I currently have a Revenger 220W and am super happy with it. But the look of the Drag really has taken me. 

Thoughts on selling the Revenger and buying a Drag?


----------



## Moerse Rooikat (16/1/18)

David Pilkington said:


> I currently have a Revenger 220W and am super happy with it. But the look of the Drag really has taken me.
> 
> Thoughts on selling the Revenger and buying a Drag?


dibs on the revenger its nice and small fits my pocket would like a second
the drag is to box shape


----------



## Hallucinated_ (17/1/18)

The paint will start chipping off after a week or two, that's if you into buying into the hype.


----------



## 87hunter (17/1/18)

Had my drag for two and a half months. Use it every day and love it. Mate has a revenger and loves his. 
I personally prefer the drag, but it's just my opinion.


----------



## Timwis (17/1/18)

Don't really understand why you are considering selling the Revenger if your "super happy with it"

Reactions: Agree 1


----------



## David Pilkington (17/1/18)

Timwis said:


> Don't really understand why you are considering selling the Revenger if your "super happy with it"
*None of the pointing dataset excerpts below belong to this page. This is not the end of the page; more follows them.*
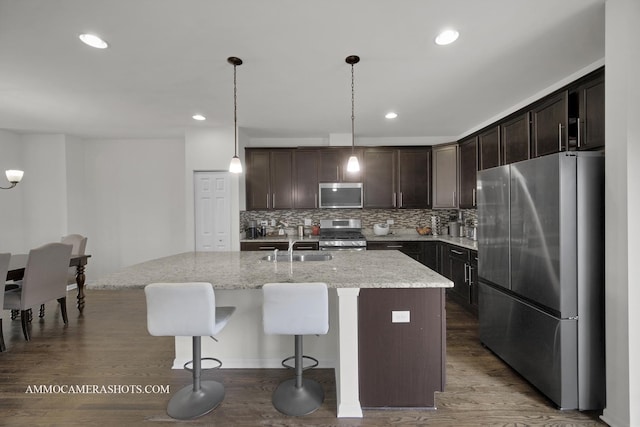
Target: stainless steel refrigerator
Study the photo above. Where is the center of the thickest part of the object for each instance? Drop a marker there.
(541, 273)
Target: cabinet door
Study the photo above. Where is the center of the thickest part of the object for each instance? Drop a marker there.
(281, 169)
(379, 178)
(306, 178)
(458, 264)
(445, 176)
(516, 142)
(489, 148)
(430, 255)
(473, 283)
(257, 178)
(550, 125)
(591, 120)
(468, 170)
(414, 178)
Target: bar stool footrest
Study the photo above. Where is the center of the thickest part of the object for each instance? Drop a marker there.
(201, 360)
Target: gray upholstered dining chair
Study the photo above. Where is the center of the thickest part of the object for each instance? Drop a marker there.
(79, 245)
(45, 279)
(4, 267)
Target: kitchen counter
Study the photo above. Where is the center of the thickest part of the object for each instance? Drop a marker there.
(237, 278)
(247, 270)
(407, 235)
(412, 236)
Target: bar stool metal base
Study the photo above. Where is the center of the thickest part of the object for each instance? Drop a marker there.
(298, 401)
(188, 404)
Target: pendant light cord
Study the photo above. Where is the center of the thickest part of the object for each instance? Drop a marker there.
(235, 113)
(353, 135)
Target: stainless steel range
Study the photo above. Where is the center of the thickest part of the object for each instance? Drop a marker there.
(341, 234)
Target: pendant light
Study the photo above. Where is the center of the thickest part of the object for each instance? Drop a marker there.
(14, 177)
(352, 164)
(235, 166)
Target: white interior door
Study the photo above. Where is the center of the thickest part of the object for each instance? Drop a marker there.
(212, 211)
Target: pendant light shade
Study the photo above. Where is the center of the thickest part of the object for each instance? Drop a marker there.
(14, 177)
(235, 166)
(353, 165)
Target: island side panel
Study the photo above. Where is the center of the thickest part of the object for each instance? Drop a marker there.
(401, 360)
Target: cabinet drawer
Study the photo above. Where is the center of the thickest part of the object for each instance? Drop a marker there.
(263, 246)
(458, 252)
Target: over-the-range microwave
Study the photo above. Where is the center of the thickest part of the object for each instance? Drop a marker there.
(340, 195)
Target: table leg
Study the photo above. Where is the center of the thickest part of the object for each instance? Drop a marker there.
(80, 282)
(347, 385)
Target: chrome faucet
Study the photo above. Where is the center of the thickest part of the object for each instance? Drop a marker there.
(290, 250)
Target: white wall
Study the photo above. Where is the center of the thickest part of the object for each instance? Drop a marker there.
(622, 200)
(132, 201)
(11, 201)
(45, 189)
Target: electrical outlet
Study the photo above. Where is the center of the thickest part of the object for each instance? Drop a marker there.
(401, 316)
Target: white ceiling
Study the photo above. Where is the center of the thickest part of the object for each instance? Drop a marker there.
(167, 60)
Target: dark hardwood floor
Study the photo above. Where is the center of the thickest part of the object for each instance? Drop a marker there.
(110, 346)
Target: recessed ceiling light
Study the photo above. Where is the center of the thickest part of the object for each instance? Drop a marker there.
(447, 37)
(93, 41)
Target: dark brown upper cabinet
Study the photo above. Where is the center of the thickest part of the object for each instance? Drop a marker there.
(468, 152)
(516, 140)
(445, 176)
(489, 148)
(305, 173)
(269, 178)
(397, 178)
(586, 114)
(333, 165)
(379, 178)
(550, 116)
(414, 178)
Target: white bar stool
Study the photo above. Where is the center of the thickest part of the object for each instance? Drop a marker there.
(296, 309)
(188, 309)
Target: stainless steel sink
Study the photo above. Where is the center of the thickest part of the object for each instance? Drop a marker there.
(297, 257)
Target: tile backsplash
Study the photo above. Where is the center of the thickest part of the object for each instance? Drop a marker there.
(402, 218)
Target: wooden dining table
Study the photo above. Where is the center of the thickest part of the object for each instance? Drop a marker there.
(18, 263)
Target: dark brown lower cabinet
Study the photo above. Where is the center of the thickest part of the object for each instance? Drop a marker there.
(401, 364)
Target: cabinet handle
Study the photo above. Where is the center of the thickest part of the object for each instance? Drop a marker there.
(560, 137)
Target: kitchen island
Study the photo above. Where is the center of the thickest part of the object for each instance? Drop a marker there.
(237, 278)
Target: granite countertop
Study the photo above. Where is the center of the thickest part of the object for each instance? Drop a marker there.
(413, 236)
(247, 270)
(396, 235)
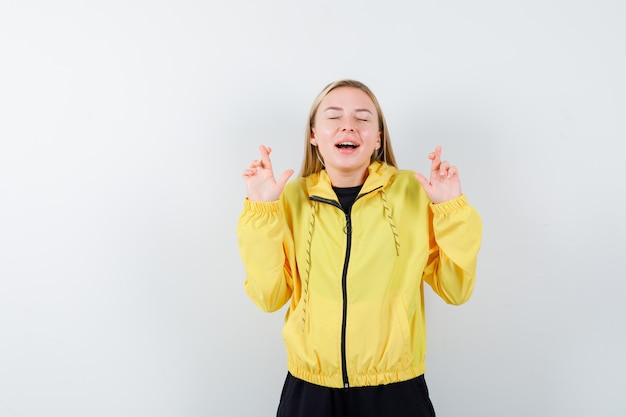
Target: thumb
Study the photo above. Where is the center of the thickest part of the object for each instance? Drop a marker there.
(284, 177)
(422, 180)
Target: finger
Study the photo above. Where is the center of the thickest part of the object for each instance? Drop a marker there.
(285, 177)
(265, 157)
(436, 158)
(443, 168)
(422, 180)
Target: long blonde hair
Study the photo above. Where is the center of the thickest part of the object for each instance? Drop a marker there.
(311, 162)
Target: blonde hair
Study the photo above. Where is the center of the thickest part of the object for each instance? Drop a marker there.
(311, 162)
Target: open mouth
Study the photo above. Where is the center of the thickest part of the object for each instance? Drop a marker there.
(347, 145)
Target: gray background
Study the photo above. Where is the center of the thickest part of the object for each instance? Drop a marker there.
(125, 126)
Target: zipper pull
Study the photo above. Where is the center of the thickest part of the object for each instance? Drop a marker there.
(347, 229)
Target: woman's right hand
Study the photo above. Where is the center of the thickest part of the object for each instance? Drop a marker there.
(260, 181)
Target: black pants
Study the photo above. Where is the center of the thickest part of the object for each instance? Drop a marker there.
(402, 399)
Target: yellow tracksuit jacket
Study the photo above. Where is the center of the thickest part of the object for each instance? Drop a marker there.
(354, 282)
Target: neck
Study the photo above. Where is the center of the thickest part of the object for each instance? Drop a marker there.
(347, 179)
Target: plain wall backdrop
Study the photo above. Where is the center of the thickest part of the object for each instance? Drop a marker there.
(125, 127)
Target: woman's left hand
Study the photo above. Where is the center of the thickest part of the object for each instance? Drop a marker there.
(444, 183)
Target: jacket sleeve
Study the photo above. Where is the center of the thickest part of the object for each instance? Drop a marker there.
(455, 236)
(263, 239)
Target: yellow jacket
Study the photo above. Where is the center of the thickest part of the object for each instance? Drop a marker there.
(355, 282)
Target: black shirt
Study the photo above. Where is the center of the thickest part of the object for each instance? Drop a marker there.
(347, 196)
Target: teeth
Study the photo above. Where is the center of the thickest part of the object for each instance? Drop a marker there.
(346, 144)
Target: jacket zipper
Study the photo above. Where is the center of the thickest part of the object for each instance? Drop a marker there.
(344, 279)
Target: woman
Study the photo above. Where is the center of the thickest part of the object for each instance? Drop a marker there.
(349, 245)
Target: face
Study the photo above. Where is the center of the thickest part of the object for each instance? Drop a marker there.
(346, 131)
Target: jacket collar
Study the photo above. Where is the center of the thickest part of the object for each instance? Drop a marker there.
(379, 174)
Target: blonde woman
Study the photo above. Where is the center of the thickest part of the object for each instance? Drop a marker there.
(349, 245)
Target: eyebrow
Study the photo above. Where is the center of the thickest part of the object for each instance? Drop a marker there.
(341, 109)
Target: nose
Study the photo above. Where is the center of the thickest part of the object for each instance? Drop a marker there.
(347, 127)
Its the aesthetic appeal of the Drag that is calling me.


----------



## Trishan Gounden (17/1/18)

I love the look of the drag, have one myself. Take really good care of it. Would also be nice to get a glove for it. In my opinion the revenger has a little bit of a plastic feel to it. The drag is solid. In terms of the firing, comparing the two rate, I can't say much.


----------